There is a downside to this marketing jamboree. Off the field, Beckham remains pitch perfect but increasingly, the less that is seen of him in games, the better.
The match with Manchester United throws Beckham the player into sharp focus. All eyes will be on him tonight, including those of Fabio Capello, the England manager scrutinising his effectiveness against the best opposition.
If Beckham comes up short, as happened the last time he was the centre of attention in Milan, it will reignite the debate around his inclusion in England’s World Cup squad, and his place on the plane is not yet guaranteed.

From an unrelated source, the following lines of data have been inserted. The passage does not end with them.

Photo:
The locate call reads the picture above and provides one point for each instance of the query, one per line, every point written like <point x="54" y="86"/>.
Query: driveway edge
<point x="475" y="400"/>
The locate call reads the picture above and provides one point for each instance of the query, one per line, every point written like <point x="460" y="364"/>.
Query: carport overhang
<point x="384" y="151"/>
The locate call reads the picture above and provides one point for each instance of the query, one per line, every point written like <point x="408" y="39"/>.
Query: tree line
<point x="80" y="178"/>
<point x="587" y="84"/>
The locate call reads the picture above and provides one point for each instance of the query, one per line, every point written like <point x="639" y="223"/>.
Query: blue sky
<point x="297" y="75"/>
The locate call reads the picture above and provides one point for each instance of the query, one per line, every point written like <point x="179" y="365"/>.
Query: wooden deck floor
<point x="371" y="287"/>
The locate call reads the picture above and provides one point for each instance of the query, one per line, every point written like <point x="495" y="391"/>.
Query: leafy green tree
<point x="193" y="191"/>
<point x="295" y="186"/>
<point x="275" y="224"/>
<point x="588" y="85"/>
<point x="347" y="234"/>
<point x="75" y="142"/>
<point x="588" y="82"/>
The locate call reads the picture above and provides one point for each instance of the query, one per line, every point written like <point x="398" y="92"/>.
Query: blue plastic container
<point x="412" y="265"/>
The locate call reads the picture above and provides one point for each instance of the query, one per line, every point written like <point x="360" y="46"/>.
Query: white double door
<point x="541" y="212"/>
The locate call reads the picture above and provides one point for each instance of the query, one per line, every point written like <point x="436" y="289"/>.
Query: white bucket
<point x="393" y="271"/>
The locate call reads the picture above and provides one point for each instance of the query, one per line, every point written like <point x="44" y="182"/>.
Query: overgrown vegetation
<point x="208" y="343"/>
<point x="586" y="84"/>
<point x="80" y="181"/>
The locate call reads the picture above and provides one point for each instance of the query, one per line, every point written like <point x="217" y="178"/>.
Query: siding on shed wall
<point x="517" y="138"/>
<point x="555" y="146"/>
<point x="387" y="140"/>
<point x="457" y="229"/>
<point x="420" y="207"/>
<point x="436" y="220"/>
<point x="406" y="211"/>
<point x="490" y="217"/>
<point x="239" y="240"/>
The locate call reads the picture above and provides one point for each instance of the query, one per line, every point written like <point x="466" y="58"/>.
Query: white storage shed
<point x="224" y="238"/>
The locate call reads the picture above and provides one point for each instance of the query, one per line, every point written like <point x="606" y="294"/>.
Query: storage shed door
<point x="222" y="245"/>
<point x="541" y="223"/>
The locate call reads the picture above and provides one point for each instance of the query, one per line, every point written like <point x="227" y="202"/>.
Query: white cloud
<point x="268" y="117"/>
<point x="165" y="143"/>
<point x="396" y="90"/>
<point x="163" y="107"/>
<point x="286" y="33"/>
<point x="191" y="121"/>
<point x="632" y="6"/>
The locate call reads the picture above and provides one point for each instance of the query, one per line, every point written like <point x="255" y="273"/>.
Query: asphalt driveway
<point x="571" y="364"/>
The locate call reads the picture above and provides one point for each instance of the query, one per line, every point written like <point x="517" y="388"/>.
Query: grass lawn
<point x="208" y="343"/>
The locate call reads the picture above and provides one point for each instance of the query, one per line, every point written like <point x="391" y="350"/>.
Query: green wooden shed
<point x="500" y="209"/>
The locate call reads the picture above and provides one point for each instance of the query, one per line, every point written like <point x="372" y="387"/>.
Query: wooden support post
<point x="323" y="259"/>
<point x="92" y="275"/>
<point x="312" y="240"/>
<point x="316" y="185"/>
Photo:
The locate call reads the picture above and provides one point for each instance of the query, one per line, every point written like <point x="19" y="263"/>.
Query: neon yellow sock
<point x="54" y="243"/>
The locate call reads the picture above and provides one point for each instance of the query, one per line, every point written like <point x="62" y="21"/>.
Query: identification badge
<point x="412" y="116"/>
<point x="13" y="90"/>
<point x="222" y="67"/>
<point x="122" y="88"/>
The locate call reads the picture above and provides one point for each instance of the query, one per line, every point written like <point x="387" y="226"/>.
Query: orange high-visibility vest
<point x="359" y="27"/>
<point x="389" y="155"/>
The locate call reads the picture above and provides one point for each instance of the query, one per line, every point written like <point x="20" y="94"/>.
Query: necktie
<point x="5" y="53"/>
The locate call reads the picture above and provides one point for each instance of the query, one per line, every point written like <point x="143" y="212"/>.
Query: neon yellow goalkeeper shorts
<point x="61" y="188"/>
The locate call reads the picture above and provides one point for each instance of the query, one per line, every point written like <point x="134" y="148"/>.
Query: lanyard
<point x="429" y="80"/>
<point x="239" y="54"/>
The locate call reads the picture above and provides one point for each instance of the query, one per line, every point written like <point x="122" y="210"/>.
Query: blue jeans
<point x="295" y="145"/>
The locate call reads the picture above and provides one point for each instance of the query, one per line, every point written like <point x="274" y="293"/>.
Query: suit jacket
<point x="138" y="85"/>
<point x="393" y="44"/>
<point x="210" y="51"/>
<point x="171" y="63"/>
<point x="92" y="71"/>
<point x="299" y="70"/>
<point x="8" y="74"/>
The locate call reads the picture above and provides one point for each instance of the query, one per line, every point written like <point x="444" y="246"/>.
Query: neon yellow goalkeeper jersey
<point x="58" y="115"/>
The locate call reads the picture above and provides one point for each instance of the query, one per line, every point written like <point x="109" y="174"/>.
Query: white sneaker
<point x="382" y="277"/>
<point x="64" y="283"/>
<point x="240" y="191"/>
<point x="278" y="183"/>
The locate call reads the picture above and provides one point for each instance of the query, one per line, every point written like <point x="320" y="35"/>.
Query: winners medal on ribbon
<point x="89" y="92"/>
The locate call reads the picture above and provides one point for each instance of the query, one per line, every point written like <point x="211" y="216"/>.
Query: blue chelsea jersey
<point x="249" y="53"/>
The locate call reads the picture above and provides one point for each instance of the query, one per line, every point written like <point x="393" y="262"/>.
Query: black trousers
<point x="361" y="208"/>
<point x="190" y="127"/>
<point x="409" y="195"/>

Capello does not do sentiment. He likes Beckham, not for old acquaintance but for what he brings to the group. He genuinely considers Beckham the best professional in the squad and is impressed by his attention to detail in preparation, his thoroughness and fitness.
He is almost there. Even so, unlike Steven Gerrard or Wayne Rooney, Beckham could still be displaced. He is in a straight fight for four, maybe three, places in wide midfield with Theo Walcott, Aaron Lennon, Shaun Wright- Phillips, Joe Cole, James Milner and Stewart Downing.
Capello also knows that the greatest test of Beckham’s ability to influence games against significant opposition in South Africa will come in the Champions League, or against the best of Serie A, which is why tonight’s game is so important.
All that exploded that night was the myth that Beckham was in the form of his life since returning to Milan. Inter won impressively despite being down to nine men by the end and the Italian press compared Beckham to a waxwork dummy.
The criticism was harsh, not least because there were a lot of stiff, lifeless figures in red and black that night. More shocking was the gulf between the player on show and the one billed pre-match.